Nicht ohne Interesse hatte der Herzog von Friedland zugehört, doch war es, als ob mitunter ein leiser Zug des Spottes dabei über sein Gesicht zuckte. „Ihr werdet förmlich warm, und der Eifer für die katholische Kirche, den ich bisher an Euch noch gar nicht kannte, steht Euch gut. — Nun, vorerst gilt es nur, das Herzogtum Mecklenburg mir zu erringen; was später dann das wichtigste Streben meiner Arbeitskraft dort sein muss, ist jetzt schwer zu bestimmen, und erst die Zukunft kann darüber entscheiden. — Doch der Morgen ist, wie ich sehe, bereits vollständig angebrochen, und hellrot glänzend strahlt uns schon der Osten. Bald wird die schwere Last der Tagesarbeit mich wieder rufen, und ein paar Stunden Ruhe sind dem Körper vorher dringend notwendig.

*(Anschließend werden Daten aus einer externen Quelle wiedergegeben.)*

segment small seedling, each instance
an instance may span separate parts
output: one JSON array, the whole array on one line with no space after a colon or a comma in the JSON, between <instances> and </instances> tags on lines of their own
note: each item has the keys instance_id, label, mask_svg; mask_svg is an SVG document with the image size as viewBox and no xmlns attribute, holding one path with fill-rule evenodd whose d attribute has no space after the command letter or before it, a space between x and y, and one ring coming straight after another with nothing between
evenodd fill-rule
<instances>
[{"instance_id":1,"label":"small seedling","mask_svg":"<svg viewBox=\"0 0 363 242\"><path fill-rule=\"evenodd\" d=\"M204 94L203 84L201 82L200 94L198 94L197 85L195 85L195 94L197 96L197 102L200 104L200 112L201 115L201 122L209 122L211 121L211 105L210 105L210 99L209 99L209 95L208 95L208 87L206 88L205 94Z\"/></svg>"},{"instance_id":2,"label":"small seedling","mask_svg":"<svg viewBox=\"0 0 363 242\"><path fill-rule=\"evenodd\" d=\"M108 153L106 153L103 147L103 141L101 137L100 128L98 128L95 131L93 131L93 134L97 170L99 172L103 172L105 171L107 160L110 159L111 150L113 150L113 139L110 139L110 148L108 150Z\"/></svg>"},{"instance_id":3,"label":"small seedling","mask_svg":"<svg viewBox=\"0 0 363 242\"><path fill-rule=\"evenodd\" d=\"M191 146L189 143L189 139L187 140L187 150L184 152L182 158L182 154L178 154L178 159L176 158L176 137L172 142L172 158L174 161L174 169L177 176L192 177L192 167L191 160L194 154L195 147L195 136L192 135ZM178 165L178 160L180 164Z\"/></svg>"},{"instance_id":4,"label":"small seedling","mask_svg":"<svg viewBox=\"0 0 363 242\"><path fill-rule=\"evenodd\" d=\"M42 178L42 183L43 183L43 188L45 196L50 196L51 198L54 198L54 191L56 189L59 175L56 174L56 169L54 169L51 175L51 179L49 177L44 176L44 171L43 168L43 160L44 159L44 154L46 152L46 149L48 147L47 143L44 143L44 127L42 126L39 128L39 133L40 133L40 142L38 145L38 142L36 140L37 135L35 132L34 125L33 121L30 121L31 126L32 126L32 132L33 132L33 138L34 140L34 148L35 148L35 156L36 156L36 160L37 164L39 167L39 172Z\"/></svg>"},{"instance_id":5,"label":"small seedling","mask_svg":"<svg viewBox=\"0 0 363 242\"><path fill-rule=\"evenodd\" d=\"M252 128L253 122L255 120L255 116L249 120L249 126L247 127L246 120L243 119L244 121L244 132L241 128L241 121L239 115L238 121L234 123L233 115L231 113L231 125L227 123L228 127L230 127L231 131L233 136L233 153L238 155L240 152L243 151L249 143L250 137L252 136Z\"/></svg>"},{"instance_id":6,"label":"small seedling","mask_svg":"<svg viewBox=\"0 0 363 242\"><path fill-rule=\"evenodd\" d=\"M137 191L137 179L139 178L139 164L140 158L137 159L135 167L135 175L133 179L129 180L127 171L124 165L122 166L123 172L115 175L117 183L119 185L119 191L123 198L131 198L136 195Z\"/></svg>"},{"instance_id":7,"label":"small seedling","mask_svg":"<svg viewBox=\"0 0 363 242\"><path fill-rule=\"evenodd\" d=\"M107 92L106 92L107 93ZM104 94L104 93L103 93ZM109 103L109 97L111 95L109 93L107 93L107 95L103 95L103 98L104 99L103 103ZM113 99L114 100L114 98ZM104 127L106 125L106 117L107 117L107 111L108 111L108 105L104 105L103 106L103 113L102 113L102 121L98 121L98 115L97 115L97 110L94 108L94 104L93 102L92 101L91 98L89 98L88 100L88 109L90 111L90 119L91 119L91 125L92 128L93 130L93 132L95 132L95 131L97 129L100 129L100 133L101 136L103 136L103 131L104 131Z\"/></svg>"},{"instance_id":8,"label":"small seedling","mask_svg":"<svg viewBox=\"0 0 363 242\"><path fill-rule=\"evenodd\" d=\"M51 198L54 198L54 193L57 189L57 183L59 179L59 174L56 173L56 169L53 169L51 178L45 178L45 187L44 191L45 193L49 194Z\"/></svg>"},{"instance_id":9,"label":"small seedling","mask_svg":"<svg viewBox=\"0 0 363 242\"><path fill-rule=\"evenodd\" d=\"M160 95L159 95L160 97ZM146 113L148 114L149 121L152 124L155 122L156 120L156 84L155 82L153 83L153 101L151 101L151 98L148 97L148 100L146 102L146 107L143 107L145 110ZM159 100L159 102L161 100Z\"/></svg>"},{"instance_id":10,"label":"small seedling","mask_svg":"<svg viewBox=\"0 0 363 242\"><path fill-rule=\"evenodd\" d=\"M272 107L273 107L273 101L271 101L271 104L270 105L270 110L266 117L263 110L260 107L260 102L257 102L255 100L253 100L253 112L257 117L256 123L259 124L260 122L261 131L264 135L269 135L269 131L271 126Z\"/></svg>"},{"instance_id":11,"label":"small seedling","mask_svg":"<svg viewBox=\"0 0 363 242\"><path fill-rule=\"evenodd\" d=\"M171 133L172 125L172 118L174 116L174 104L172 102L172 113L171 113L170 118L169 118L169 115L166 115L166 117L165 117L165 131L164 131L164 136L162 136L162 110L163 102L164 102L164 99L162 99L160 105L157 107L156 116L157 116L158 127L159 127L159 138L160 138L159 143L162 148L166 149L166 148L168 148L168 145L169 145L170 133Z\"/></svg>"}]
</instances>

„Will ich das stolze Ziel, was Ihr mir in dieser Nacht zeigtet, in der Tat erringen, dann darf ich die Arbeit nicht scheuen, denn gar viele und schwere Hindernisse sind vorher noch zu überwinden. Vorerst muss ich in diesen Tagen selbst nach Wien aufbrechen, denn meine zahlreichen Feinde aller Art waren daselbst nur zu geschäftig und haben in das Ohr meines kaiserlichen Herrn so schwere Verleumdungen gegen mich gebracht, dass einige davon nicht ganz ohne Spuren dort zurückgeblieben sind. Es gilt vorerst, mich dieser Anklagen zu entledigen und die alte Gunst des Kaisers Ferdinandus aufs Neue zu befestigen. Ist dies, wie ich hoffe, mir gelungen, dann breche ich wieder mit dem Heere auf nach Schlesien, und hab' ich dies Land erst gänzlich von den Feinden geräumt, so geht's nach Mecklenburg. — Und nun habt Dank für die Arbeit dieser Nacht und für das schöne Ziel, was Ihr mir durch der Sterne Buch jetzt zeigtet. Mein Schatzmeister wird Befehl erhalten, dass er jede Summe, die Ihr von ihm wünschet, Euch auszahlen soll, obgleich Ihr, wie ich weiß, nicht allzu großen Wert auf Gold und Reichtümer legt."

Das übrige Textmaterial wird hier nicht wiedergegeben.